Abstracts

The management of seizures in brain tumor patients may be complicated by anti-epileptic drug (AED) interactions with anti-neoplastic agents, anti-emetics, antibiotics, analgesics, and other medications. Management may be further complicated by adverse effects of AEDs like bone marrow suppression, hyponatremia, and rash. Recent studies suggest that LEV carries less risk of inducing such complications, and investigation of its use in this population is warranted. Our objective was to assess the efficacy and tolerability of levetiracetam (LEV) in patients with brain tumors and seizures. This is a retrospective study of 15 patients (ages 24 to 76 years, mean age 48) evaluated between 1-1-03 and 12-1-03. All patients had either primary or metastatic intracranial tumors involving the frontal, temporal, or parietal lobes. All patients had at least one seizure of simple partial, complex partial, or generalized convulsive type. Mean duration on LEV was 7.25 months (range: 3 weeks to 26 months). Mean dose was 1016 mg/day (range: 500 to 2000 mg/day). LEV was monotherapy in 6 patients (40%). Nine patients (60%) were on 1-3 concomitant AEDs. LEV was first-line therapy in three of the fifteen patients. All patients had a minimum of three months follow-up. Of six patients on LEV monotherapy, all were seizure free. Two of nine patients on LEV adjuvant therapy had improved seizure control. Of three patients on first-line LEV therapy, two became seizure free. Seven (47%) patients, over all, had no definite change in seizure control while on LEV.

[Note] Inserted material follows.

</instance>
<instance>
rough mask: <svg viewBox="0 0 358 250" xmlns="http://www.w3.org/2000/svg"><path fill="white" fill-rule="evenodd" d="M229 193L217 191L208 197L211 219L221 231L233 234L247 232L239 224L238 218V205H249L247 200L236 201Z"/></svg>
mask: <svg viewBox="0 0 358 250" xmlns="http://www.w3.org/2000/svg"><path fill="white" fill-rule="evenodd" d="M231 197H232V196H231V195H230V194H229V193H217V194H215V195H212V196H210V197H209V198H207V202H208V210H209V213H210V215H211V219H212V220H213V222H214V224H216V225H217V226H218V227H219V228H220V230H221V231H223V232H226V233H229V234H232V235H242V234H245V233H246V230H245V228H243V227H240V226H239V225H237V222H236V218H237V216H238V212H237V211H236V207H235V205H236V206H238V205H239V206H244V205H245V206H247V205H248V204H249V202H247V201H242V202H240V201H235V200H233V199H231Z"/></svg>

Two of the fifteen (13%) patients required discontinuation of LEV, and one required decreased dosage. These changes were the result of behavioral adverse effects rather than efficacy. Other adverse effects were dizziness and fatigue (7%), lethargy (7%), and insomnia (7%). No abnormal blood counts, infections, rashes, or metabolic abnormalities were associated with LEV. Three patients underwent adjuvant radiotherapy for their tumors, but no dermatitis was reported. LEV is an attractive AED for brain tumor patients because of its favorable pharmacokinetic profile and minimal impact on cell counts and blood chemistries. In these fifteen patients, LEV appeared to have efficacy and tolerability comparable to that seen in non-tumor patients with epilepsy. LEV monotherapy may show potential in this challenging patient population.
Future work involving larger patient numbers may allow for both statistical confirmation of these findings and more detailed evaluation of efficacy and tolerability based on tumor type and location.